En journée, il était impossible d’embrasser d’un coup d’oeil la totalité de la surface aqueuse aux reflets d’étain tant ses dimensions étaient imposantes. “On dirait la mer” avaient coutume de dire les gens du village. À la nuit tombée toutefois, la bande lumineuse émanant des bourgades sises sur les rives, interrompue seulement par le surgissement obscur d’une des îles inhabitées du lac, permettait d’en dessiner plus facilement le contour. Sous la surface de l’eau, enfouie sous les couches de sédiments et de limon, il y avait une cité étrusque d’où remontaient parfois des fragments de vases peints qui venaient s’échouer sur les plages.
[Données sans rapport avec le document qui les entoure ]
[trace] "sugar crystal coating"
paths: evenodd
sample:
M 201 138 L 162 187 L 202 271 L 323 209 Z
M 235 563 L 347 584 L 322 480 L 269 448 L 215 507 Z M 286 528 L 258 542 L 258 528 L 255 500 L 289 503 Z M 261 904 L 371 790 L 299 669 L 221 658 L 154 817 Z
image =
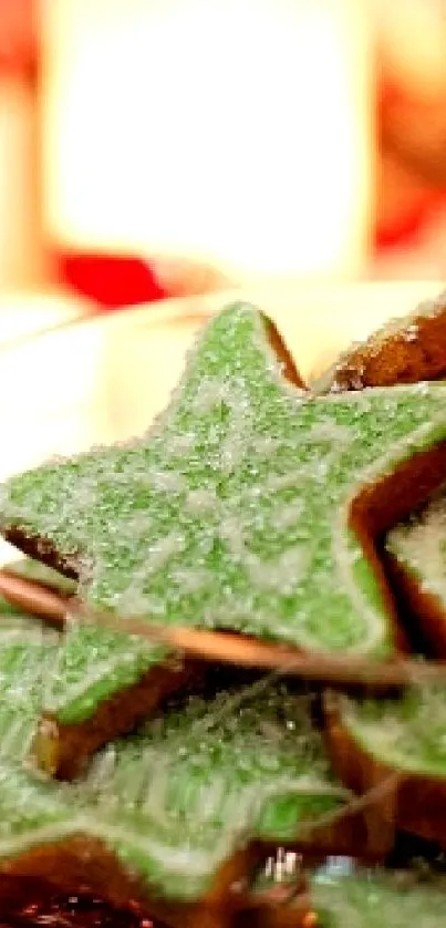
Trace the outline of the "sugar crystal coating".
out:
M 149 891 L 194 899 L 246 842 L 292 839 L 349 797 L 309 698 L 266 680 L 172 705 L 73 784 L 44 777 L 28 752 L 58 639 L 35 619 L 0 622 L 0 859 L 84 834 Z
M 13 477 L 1 524 L 50 540 L 92 607 L 383 656 L 390 623 L 350 505 L 446 437 L 445 400 L 435 383 L 310 398 L 283 380 L 261 315 L 237 305 L 147 435 Z M 164 657 L 72 627 L 44 708 L 89 719 Z
M 326 873 L 313 878 L 311 889 L 321 928 L 442 928 L 446 917 L 440 880 L 423 885 L 380 870 Z
M 343 724 L 383 764 L 446 776 L 446 688 L 413 687 L 398 699 L 342 697 Z
M 386 548 L 421 585 L 446 607 L 446 497 L 437 495 L 406 523 L 393 528 Z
Qui savait combien de statuettes de terracotta, combien de bas-reliefs aux rouges profonds, combien de fibules de bronze gisaient encore dans les profondeurs recouvertes d’algues puissantes dont on disait qu’il était impossible de s’extraire ? 

Galaad avait rejoint l’une des parties les plus sauvages du pourtour du lac, là où la végétation offrait une multitude d’abris aux regards extérieurs. Adolescent, il avait coutume de s’y réfugier, pour échapper aux moqueries des garçons de son âge, lui qui n’aimait pas jouer au foot avec les autres et qui éprouvait du dégoût pour son corps fluet et diaphane. Au milieu des joncs hauts et denses dardant vers le ciel, il avait connu ses premiers émois en solitaire. Il se souvenait parfaitement de la photo qu’il avait découpé dans le catalogue de vente par correspondance que sa mère rangeait dans un des tiroirs du buffet du salon, Marcus Schenkenberg et Werner Schreyer, leurs corps glabres et musclés, à la peau caramel et huileuse, posant pour une marque de sous-vêtements. Tapis dans cet écrin de verdure protecteur, il avait laissé libre cours à son désir, imaginant les étreintes, les baisers et les caresses, jusqu’à la décharge de son sexe gonflé dans son slip de bain. Il se souvenait de la honte aussi, inextricablement mêlée au plaisir, alors qu’il se rinçait furtivement dans l’eau du lac. 

Les tempes encore battantes à l’évocation de ce souvenir de jeunesse, il perçut un mouvement dans les fourrés et deux yeux luisants. Un chat ou un renard. Cela ferait l’affaire pour le repas du soir.